Negative contact for the 18650s (thanks to wquiles for the great idea!)






The 35mm diameter optic is no where near large enough to fill the a MagC/D head & I was a bit concerned. The owner used to call me the "glow master" & with his SN, I couldn't let him down so I filled in the void with some glow. 











Cavity ring turned down from a transparent furniture caster.


----------



## SmurfTacular (Jun 10, 2010)

Wow, sweet light!

I think the C series is very under rated.

Do you have links to the parts you used?


----------



## darkzero (Jun 10, 2010)

SmurfTacular said:


> Wow, sweet light!
> 
> I think the C series is very under rated.
> 
> Do you have links to the parts you used?


 
I'm actually one of the few (so it seems) that prefers the C size over the D size (although I like the D switch assy better).

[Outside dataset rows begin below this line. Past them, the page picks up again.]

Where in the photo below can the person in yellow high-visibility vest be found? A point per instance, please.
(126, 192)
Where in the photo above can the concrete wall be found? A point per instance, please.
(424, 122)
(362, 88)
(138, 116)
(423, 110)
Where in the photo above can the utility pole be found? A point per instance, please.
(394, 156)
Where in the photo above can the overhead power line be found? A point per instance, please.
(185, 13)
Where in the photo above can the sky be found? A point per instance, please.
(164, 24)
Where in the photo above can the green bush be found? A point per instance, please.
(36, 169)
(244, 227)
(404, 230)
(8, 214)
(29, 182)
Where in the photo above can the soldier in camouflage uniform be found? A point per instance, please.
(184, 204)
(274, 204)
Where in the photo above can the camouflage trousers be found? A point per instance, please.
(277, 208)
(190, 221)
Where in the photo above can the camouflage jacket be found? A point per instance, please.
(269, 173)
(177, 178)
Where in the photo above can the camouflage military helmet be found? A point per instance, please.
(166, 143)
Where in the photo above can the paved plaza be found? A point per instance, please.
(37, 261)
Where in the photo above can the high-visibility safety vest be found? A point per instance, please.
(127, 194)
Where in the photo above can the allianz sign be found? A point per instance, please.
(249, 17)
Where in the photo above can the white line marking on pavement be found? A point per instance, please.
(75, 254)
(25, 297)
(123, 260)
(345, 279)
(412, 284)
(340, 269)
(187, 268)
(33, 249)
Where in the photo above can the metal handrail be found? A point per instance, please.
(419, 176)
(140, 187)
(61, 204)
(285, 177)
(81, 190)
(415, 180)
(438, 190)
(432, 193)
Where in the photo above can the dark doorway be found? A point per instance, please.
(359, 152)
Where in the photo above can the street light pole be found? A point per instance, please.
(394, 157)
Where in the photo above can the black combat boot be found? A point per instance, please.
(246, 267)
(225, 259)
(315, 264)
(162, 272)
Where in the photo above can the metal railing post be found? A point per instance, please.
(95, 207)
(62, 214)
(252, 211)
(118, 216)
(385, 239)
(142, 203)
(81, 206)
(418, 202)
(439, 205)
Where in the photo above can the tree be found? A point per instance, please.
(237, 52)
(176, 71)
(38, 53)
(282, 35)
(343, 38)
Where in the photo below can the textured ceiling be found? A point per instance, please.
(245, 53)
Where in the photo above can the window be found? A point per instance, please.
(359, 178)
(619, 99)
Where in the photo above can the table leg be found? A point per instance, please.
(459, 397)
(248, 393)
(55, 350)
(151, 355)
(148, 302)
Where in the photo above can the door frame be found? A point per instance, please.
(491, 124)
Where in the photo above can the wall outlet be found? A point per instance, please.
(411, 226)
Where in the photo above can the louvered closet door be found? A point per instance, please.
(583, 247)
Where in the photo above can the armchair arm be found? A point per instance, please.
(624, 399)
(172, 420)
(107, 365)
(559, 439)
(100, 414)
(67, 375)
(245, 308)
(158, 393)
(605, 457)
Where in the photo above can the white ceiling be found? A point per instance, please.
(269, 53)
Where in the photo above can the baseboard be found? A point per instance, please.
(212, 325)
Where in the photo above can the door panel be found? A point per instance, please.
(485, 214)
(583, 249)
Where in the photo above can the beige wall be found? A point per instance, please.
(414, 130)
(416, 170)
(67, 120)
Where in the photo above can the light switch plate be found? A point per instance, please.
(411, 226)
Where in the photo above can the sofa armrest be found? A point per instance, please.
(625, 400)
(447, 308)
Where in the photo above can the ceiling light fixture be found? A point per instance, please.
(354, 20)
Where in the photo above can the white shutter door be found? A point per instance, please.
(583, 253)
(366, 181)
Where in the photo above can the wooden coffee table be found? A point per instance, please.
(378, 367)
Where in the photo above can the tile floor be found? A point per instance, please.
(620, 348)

The parts were ordered by the owner & delivered directly to me but these should be it:

MULTI Cree XPG modules

Download's Multi-Sink

George's MaxFlex


----------



## ^Gurthang (Jun 10, 2010)

DZ,

Sweet light! I bow to your extrordinarily clean work.... 

BEAMSHOTS!!!! Gotta have 'em, gotta see 'em!!!!


----------



## saltytri (Jun 10, 2010)

Will, that is sweet! So many good ideas packed into one light. There are some things there that I'll copy shamelessly. 

I'm also a fan of the C. Thanks to a vigilant and helpful member, I just got some gray 2Cs, which seem to be in short supply right now, and I'll be having fun with them.


----------



## tx101 (Jun 10, 2010)

I'm another Mag C fan :twothumbs

Surprised that Download's Multi-Sink was used.
Would have thought you could have knocked one up on your lathe


----------



## greenLED (Jun 10, 2010)

I'm the proud owner of such an awesome creation!!   

Here's more info on that light. Short story: it's a circa 1980's 3C Mag that belonged to my dad. I found it battered and neglected at my mother's house a while back. With the help of some generous CPFers I was able to make it work again. However, it never felt "complete"...

My dad was always tinkering and building stuff, and I'm sure if he were alive today, he'd love to have a custom flashlight (or two or three... dozen). So, in his honor, I decided that this light would be turned into something special. First I thought of turning this light into some sort of ROP, but then decided that wouldn't've been cool enough for my dad (he was always in pursuit of the latest tech gadget). It had to be LED then, and it had to be *bright*. I realized those multi-emitter XR-Gs are now available, and the rest of the project ideas fell in to place with Will's help.

Master Darkzero was kind enough to take up my request, in what I think might be one of his last custom projects. We discussed details and... I think he totally and completely outdid himself with this built. Even the custom glow ring, which I jokingly mentioned but knew was near impossible to implement! I really did not expect to see that incorporated into the light.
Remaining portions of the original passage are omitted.